The MP3 format itself has been stable for decades, but advances in CPU power and memory have shifted the relationship between files and hardware, creating room for new approaches to working with MP3s.

Cjam provides both a GUI and scripting interface that allow you to process large numbers of files at the frame level. This improves on existing tools, offering faster and more flexible editing and playback.

4 comments

I'm surprised Github allows the hosting of binaries of closed-sourced software. What is the point of Github when there's no source?
I suspect most of GitHub's usage (by repo count, at least) is for closed-source software. It's just in private repositories.
It’s a strong advantage for individual developers like me to distribute binaries on a trusted platform without any hosting cost.
No reason not to link directly to https://cjmapp.net/. Free (beer) software is great, but linking to GitHub gives the impression it's open source.

Seems somewhat similar to mp3directcut?

Actually, I posted before using the main site link, and HN doesn’t allow posting the same URL twice, so I used the GitHub link this time.

https://news.ycombinator.com/item?id=43883180

And yes, Cjam is quite similar to mp3DirectCut. It’s like managing several mdc instances together in one list.

It's hard to appreciate the usefulness of this software. What does processing mp3 at the frame level allows?

BTW is mp3 still relevant now? It seems that AAC, Opus, and Vorbis are all clearly superior, and widely supported. What makes mp3 still worth considering?

> What makes mp3 still worth considering?

A lot of people (including myself) won't re-encode their existing music collections into another lossy format to avoid degradation in sound quality.

Also, as much as it sucks these days, a lot of people (including myself) are still in the Apple ecosystem (formerly iTunes, now Music.app).

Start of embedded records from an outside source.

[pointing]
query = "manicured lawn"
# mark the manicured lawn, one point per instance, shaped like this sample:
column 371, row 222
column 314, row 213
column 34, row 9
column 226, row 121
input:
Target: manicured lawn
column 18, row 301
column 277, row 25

For these people, mp3 seems to be the best compressed format that's compatible with the rest of the world.

I use MP3 a lot myself, so I built this tool around it.

Cjam is designed in a way that makes it easy to adapt to other small, lossy formats as well, so it has potential to go beyond MP3 in the future.

You're right, but mp3 is still even more widely supported. It is also good enough, most people can't tell the difference between original files and around 128kbps ABR mp3 files, let alone higher bitrates. And there are huge personal libraries of mp3 files out there that are not going away.

That said, I don't see the use of this tool. It's a proprietary tool that does basic things for which free tools (in every sense of the word) have existed for a long time now.

Cjam includes features that don’t exist in other tools, and it’s freeware.
> BTW is mp3 still relevant now? It seems that AAC, Opus, and Vorbis are all clearly superior, and widely supported. What makes mp3 still worth considering?

It is incredibly relevant. MP3 is the baseline standard for lossy compressed audio. If you have an MP3, you can play it and convert it anywhere. There are definitely benefits of AAC and others, but they are not great enough to forgo the universality of the MP3 format when all you want is 2 channel 16 bit 44.1khz audio.

Can you explain in layman terms, what’s the point here? Editing without re-encoding?
I rethought MP3 editing without decoding/re-encoding for today’s hardware.

Existing tools tend to focus on one action at a time, like splitting or joining files. But Cjam lets you define multiple actions across multiple files at once using scripts. So it makes it easier to create and share more complex editing workflows.